However, Das had reportedly mentioned to his IICB colleague Shyamal Dana in 1983 that the fall of the Soviet was inevitable. He stressed: “Soviet workers do not work during working hours so that they get an opportunity to work overtime, and earn more. A worker earns much more than a professor. This system cannot last long.” His words seemed unbelievable on that day, but they turned out to be true a few years later.
The Heirs of the Bolsheviks, it may be conjectured, destroyed the glorious history of Russia, as they tried to adhere to hard-core Marxism. The proletariat was supposed to get justice; however, the Democratic Centralism had helped loyal leaders and workers of the Party take full control of the Soviet System. They did so under the direction of Joseph Vissarionovich Stalin (December 18, 1878 – March 5, 1953), the then Party Chief. It had reportedly been mentioned by Vladimir Lenin‘s wife Nadezhda Krupskaya, during the final days of Lenin (April 22, 1870 – January 21, 1924).
Hence, it is not difficult to understand why most of the Central Committee officials of Lenin’s time faced firing squads or arrived in Gulag during Stalin’s regime. Also, the Party did not allow Boris Leonidovich Pasternak (January 29, 1890 – May 30, 1960), the author of 1957 novel Doctor Zhivago, to receive the Nobel Prize. It may be noted that although Konstantin Georgiyevich Paustovsky was nominated for the Nobel Prize for Literature in 1965, Mikhail Aleksandrovich Sholokhov received the Prize “for the artistic power and integrity with which, in his epic of the Don, he has given expression to a historic phase in the life of the Russian people“. All these were not Marxism. The Soviet Union was born during the First World War, and it experienced the Second World War within the next two and half decades. Many argue that Stalin had to be ruthless in order to maintain the completely new Socialist System.

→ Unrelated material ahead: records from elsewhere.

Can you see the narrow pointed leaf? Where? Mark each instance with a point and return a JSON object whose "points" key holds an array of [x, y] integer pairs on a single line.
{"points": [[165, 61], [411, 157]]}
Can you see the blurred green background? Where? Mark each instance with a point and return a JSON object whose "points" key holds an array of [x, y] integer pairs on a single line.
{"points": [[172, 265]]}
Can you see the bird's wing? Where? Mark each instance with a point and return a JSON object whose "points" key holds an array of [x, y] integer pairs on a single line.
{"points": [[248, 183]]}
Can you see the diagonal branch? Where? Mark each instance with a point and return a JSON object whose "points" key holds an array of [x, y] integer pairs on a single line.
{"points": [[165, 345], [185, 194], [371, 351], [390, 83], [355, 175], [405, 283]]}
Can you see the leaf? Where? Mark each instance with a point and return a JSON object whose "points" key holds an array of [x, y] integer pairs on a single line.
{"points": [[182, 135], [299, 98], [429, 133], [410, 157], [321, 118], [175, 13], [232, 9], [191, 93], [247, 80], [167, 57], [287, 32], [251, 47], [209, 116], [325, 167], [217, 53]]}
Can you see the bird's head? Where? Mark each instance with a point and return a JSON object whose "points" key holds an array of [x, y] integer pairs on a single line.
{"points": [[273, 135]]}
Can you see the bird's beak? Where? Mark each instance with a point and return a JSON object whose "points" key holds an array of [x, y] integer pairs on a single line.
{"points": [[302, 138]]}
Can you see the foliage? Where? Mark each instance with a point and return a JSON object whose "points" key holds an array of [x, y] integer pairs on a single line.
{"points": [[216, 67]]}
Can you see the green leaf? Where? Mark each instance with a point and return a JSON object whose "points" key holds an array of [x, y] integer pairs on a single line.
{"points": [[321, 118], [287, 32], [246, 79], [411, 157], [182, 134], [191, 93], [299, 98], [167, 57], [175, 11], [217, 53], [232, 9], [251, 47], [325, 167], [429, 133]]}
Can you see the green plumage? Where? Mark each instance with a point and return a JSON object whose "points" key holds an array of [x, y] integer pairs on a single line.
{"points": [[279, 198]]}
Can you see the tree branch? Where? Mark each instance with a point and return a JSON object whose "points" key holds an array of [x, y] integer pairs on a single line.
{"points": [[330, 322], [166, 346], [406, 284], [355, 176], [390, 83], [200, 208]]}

Stalin, who resorted to inhuman activities in order to protect the sovereignty of the Soviet Union, had signed a non-aggression pact with Adolf Hitler (April 20, 1889 – April 30, 1945). It was also astonishing that a Powerful State, like the Soviet Union, was formed with the socialist countries of Eastern Europe, including Russia. The successors of Stalin triggered a catastrophe there in 1989-90. It may be said that the development certainly gave relief to Capitalism.
Incidentally, Russia has failed to normalise its ties with the US in the last three decades. One should keep in her/his mind that the history of 74 years of Socialism and the next 30 years of (so-called) Democracy is not an easy one to study. Furthermore, the developments in Eastern Europe triggered a disaster in 1989-90. Something similar happened in China’s Tiananmen Square in 1989, and student-led demonstrations were brutally suppressed. However, the Soviet Union did not follow that path, thanks to Mikhail Sergeyevich Gorbachev, the eighth and final Soviet leader.